Dennoch erfordere das Thema „Freundschaften im Alter“ speziell für Menschen mit kognitiven Beeinträchtigungen eine besondere Aufmerksamkeit. „Das Risiko, enge und vertrauensvolle Beziehungen zu Menschen außerhalb ihres familiären Umfelds nicht mehr aufrechterhalten zu können, scheint für diese Personengruppe besonders hoch zu sein“, sagt Prof. Dr. Peter Kolominsky-Rabas. Schwierigkeiten, sozial zu interagieren oder erste Anzeichen von Gedächtnisverlust – wenn man sich etwa nicht mehr an Termine zu erinnern vermag – können das Sozialverhalten beeinträchtigen und den individuellen Rückzug fördern.

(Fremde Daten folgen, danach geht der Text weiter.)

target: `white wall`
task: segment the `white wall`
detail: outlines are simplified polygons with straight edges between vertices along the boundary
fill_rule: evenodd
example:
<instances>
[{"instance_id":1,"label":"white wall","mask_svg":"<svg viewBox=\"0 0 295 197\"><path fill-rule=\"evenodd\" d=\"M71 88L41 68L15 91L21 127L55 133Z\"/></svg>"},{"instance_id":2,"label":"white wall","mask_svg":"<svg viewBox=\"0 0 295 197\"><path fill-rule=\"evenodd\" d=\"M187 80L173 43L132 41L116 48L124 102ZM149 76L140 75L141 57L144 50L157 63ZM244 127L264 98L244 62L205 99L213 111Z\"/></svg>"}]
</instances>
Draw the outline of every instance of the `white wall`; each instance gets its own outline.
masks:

Zielgruppenspezifische Angebote schaffen

Für die Forschenden ist es daher ein entscheidender Faktor, dass zukünftig gerade für diese Personengruppe entsprechende Angebote ins Leben gerufen werden. „Um Menschen, die bereits von kognitiven Beeinträchtigungen betroffen sind, dabei zu unterstützen, bestehende Freundschaften aufrechtzuerhalten oder sogar neue, nicht verwandtschaftliche Beziehungen aufzubauen, ist es notwendig, zielgruppenspezifische Angebote wie Kunst- oder Bewegungsaktivitätsgruppen für Menschen mit und ohne Demenz oder kognitive Beeinträchtigung zu schaffen“, fasst Lisa Laininger zusammen. Soziale Isolation gehört – wie auch Rauchen, Bewegungsmangel oder Diabetes – zu den Risikofaktoren für Demenz, die veränderbar sind.
* Direkt zur Studie: https://doi.org/10.1371/journal.pone.0306447
Mehr über digiDEM Bayern

digiDEM Bayern baut ein digitales Demenzregister für Bayern auf, um den Langzeitverlauf der Erkrankung besser zu verstehen und die Versorgungssituation von Menschen mit Demenz und deren An- und Zugehörigen in ganz Bayern zu verbessern. Dafür werden Menschen mit leichten kognitiven Beeinträchtigungen oder Demenz und ihre pflegenden An- und Zugehörigen zu ihrer Situation systematisch befragt.

Mit 2.000 Studienteilnehmenden aus ganz Bayern hat das Digitale Demenzregister Bayern (digiDEM Bayern) mittlerweile einen Rekordstand erreicht. Damit ist digiDEM Bayern das größte Demenzregister in Deutschland und gehört im Bereich Demenzforschung zu einem der umfangreichsten Projekte zur Erfassung von Langzeitdaten in der Europäischen Union (EU).

digiDEM Bayern ist ein interdisziplinäres Forschungsprojekt der Friedrich-Alexander-Universität Erlangen-Nürnberg, des Universitätsklinikums Erlangen und des Innovationsclusters Medical Valley Europäische Metropolregion Nürnberg. Gefördert wird das Projekt vom Bayerischen Staatsministerium für Gesundheit, Pflege und Prävention (StMGP) im Rahmen des Masterplans „BAYERN DIGITAL II“.